By decimation, I take it you mean somehow converting the number to true
decimal representation, similar to the decimal arithmetic toolbox Oliver
alluded to.  I don't think that's the case.


> Comparing the results of colon operators with floating-point numbers,
> Matlab seems to use such decimation process, but Octave does not.
> I agree that this decimation feature of colon operator is far from any IEEE
> standard.
>
> Also I point out that the results of linspace function and colon operator in
> Matlab are different.
> This may imply decimation processes are different.
> By inspection, the linspace result is much close to decimal number.
> I guess that the decimation process of Matlab's colon operator is simpler
> for speed.

No, I doubt that.  The linspace and colon operator are probably two
slightly different algorithms.  For linspace the spacing is exactly an
integer, by definition.  That's not necessarily so for the colon
operator where the spacing can result in a fraction of the step size at
the last interval.

Looking at the code a bit, I see that the range (colon) operator does
attempt to use integer multiplication as much as possible, e.g., from
Range::matrix_value:

       cache.resize (1, rng_nelem);
       double b = rng_base;
       double increment = rng_inc;
       if (rng_nelem > 0)
         {
           // The first element must always be *exactly* the base.
           // E.g, -0 would otherwise become +0 in the loop (-0 +
0*increment).
           cache(0) = b;
           for (octave_idx_type i = 1; i < rng_nelem; i++)
             cache(i) = b + i * increment;
         }

So, the accumulation of addition errors doesn't seem to be an issue here.

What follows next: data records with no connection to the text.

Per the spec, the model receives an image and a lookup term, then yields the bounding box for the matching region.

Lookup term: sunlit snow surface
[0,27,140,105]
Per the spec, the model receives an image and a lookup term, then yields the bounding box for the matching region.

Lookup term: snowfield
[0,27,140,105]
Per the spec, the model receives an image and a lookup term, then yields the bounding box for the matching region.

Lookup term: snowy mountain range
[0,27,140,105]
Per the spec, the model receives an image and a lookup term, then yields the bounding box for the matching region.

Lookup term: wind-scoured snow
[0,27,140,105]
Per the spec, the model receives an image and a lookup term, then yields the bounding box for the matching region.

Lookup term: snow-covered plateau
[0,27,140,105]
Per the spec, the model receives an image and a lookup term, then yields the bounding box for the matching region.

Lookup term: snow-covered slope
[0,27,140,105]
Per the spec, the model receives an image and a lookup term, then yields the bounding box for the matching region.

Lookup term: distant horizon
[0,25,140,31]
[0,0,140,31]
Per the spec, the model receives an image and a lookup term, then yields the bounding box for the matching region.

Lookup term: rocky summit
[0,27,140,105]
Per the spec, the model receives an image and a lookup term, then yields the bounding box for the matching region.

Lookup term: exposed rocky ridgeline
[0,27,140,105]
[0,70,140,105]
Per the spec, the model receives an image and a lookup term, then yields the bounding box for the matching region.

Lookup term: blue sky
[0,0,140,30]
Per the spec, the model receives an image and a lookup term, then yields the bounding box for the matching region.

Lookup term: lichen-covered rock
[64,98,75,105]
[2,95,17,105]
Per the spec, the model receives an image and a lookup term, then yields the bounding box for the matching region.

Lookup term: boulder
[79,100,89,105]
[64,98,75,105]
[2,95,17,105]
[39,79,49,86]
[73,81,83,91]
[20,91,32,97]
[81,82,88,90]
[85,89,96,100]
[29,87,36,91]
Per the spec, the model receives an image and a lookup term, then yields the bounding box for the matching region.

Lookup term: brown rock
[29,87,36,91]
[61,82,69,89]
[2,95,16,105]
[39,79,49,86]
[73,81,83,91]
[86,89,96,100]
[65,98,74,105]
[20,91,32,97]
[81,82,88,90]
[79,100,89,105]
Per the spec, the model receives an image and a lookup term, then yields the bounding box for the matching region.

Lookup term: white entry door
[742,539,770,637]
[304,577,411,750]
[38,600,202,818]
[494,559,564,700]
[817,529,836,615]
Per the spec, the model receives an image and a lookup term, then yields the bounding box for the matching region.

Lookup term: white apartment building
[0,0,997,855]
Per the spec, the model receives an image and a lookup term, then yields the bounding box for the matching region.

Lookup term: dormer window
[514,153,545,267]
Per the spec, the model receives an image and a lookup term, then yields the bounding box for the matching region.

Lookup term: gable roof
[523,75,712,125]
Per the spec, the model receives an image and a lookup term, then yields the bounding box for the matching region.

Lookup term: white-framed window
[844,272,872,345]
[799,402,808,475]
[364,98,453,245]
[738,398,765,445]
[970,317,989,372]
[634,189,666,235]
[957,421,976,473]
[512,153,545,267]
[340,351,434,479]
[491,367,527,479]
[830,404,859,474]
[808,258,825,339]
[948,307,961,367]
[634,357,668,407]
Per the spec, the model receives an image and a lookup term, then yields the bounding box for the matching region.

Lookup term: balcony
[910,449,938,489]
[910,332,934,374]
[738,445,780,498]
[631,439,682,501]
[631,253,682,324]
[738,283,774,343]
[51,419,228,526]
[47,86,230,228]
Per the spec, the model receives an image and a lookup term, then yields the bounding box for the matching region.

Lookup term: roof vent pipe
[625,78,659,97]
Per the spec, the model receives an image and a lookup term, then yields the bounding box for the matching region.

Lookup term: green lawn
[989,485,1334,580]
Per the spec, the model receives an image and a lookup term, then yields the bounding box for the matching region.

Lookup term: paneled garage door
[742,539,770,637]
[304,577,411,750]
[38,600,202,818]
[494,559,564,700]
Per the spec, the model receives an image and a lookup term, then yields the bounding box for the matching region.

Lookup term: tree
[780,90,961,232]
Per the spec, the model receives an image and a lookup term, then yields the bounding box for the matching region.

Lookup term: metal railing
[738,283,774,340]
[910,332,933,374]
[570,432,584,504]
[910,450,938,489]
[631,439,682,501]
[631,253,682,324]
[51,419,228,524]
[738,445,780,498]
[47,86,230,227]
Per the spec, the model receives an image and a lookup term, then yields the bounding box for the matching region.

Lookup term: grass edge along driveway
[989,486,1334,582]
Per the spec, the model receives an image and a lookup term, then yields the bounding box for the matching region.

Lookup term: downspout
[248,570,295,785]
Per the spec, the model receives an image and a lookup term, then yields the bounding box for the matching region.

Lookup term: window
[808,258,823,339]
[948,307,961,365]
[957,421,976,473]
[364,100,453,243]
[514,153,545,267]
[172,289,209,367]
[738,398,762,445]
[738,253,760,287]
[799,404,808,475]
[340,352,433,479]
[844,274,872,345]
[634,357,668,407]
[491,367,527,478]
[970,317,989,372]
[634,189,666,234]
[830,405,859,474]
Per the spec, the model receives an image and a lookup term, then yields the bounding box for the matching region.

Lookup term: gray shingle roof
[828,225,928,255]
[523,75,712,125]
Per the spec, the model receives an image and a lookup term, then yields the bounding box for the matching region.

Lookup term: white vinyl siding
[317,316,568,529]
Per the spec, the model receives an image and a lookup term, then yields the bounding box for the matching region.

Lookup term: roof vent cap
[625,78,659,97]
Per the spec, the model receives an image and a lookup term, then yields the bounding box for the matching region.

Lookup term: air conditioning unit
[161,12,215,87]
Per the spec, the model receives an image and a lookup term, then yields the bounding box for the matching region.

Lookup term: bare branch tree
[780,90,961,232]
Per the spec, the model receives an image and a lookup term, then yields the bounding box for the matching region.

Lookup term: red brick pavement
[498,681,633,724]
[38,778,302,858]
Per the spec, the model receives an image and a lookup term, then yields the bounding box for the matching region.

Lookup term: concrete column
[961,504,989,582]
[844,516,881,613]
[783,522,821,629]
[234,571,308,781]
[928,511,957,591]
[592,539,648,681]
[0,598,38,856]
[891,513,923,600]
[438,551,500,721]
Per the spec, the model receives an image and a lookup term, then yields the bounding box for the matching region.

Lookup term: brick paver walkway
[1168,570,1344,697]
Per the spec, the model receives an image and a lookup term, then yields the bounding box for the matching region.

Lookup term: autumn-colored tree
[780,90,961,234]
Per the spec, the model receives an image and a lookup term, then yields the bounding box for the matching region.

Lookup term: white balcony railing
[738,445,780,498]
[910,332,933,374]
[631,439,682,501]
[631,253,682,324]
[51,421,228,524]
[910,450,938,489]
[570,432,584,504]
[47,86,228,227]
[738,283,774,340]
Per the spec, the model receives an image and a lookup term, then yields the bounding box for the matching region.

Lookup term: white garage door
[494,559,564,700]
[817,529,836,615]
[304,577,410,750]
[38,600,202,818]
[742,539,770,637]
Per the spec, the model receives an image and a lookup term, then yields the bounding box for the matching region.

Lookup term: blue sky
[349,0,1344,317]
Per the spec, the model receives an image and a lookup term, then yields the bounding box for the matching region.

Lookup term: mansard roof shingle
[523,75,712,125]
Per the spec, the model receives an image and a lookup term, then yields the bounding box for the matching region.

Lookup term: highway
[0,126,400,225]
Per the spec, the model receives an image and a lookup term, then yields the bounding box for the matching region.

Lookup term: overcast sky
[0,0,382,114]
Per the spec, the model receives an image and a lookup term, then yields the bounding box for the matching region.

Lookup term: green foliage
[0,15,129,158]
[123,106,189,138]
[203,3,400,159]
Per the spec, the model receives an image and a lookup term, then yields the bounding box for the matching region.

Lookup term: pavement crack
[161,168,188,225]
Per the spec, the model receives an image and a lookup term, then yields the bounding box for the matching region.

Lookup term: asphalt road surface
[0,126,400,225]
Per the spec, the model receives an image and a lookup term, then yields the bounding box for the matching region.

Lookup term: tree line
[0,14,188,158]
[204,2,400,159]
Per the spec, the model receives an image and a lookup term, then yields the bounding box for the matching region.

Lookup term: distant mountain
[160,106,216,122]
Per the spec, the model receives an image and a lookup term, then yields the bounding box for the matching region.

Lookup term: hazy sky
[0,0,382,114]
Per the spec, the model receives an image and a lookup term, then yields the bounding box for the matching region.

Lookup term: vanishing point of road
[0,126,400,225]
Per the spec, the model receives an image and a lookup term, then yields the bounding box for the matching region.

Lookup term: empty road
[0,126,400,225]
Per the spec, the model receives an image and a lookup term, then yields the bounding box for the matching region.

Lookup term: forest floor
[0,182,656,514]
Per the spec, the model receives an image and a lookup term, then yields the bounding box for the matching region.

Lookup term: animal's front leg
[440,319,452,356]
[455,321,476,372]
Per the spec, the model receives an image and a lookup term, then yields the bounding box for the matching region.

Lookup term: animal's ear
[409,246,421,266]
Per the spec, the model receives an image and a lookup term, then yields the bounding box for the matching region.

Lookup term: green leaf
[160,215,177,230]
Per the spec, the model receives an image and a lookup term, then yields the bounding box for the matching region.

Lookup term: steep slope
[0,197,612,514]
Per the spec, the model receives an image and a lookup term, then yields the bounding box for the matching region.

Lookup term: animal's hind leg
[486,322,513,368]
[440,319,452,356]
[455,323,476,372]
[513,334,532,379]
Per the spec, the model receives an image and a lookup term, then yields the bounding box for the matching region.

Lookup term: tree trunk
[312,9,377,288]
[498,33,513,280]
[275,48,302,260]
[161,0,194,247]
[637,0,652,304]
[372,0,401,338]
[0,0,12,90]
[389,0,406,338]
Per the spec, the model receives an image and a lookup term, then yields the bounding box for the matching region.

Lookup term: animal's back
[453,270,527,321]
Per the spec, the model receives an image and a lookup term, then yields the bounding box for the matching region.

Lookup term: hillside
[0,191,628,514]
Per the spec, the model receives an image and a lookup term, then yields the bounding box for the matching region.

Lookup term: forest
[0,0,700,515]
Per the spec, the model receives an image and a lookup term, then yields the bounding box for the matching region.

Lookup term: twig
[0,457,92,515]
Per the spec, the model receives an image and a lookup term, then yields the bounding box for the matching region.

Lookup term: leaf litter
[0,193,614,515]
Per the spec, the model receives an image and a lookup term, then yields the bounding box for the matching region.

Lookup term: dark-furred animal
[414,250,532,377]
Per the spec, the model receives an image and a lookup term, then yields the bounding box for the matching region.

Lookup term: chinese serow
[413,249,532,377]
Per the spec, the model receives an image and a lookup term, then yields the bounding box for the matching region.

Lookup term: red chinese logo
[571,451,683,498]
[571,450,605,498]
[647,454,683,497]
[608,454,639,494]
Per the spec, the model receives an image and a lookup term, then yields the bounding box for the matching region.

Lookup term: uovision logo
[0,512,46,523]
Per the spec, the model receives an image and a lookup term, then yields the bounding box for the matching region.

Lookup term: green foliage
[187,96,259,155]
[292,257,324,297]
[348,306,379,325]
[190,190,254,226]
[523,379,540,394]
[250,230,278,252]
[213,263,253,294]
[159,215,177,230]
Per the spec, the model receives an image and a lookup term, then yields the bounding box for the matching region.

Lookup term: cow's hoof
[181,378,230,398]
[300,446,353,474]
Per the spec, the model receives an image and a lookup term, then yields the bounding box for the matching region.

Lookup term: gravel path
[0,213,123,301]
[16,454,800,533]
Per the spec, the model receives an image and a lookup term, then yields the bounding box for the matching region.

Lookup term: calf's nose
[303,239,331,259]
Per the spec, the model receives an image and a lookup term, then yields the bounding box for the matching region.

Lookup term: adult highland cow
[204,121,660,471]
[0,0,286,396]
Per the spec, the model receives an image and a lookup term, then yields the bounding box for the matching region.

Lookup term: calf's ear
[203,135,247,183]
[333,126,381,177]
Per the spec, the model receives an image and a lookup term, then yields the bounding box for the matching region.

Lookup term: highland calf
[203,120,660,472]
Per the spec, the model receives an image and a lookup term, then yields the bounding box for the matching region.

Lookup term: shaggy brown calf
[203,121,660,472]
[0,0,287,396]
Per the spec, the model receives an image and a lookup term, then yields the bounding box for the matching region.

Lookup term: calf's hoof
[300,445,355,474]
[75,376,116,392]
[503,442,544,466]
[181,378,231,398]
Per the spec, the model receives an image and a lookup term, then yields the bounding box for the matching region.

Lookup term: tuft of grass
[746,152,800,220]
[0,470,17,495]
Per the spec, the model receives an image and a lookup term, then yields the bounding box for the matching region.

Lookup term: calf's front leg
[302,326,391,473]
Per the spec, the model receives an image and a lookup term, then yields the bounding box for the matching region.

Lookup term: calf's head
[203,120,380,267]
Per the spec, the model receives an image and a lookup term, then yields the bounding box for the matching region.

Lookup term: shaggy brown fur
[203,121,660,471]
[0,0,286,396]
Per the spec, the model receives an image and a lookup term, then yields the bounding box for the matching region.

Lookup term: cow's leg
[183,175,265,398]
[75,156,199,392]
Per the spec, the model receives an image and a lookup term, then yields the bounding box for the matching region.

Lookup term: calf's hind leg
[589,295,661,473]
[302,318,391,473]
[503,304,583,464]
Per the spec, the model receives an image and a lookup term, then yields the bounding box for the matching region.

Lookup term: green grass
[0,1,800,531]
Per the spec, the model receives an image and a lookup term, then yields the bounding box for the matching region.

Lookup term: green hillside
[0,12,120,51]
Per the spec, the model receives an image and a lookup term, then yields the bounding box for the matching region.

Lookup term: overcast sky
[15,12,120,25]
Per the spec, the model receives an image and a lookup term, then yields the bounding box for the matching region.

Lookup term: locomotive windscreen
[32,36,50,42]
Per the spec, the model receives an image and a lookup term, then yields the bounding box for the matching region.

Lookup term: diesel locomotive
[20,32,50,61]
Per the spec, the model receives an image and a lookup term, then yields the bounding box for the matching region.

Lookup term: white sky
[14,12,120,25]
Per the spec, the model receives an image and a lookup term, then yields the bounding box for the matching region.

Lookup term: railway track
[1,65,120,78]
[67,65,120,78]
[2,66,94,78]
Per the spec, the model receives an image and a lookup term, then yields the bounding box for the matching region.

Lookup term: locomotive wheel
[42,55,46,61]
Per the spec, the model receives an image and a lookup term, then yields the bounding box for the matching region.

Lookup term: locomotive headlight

> So far, I learned that integer range can be generated 'safely' with colon
> operator.
> Regarding to floating-point number range, we may want to use the function
> "linspace" for the best decimation.
>
> I don't know who is responsible for the colon operator source code.
> But I think that if there is a document for comparing colon operator with
> linspace function,
> that will be helpful.
>
> There is another question: I found that (-20:1:1)*.1 and [-20:1:1]*0.1 have
> different results.
>
>
> The range with [...] is better decimated than the case of (...).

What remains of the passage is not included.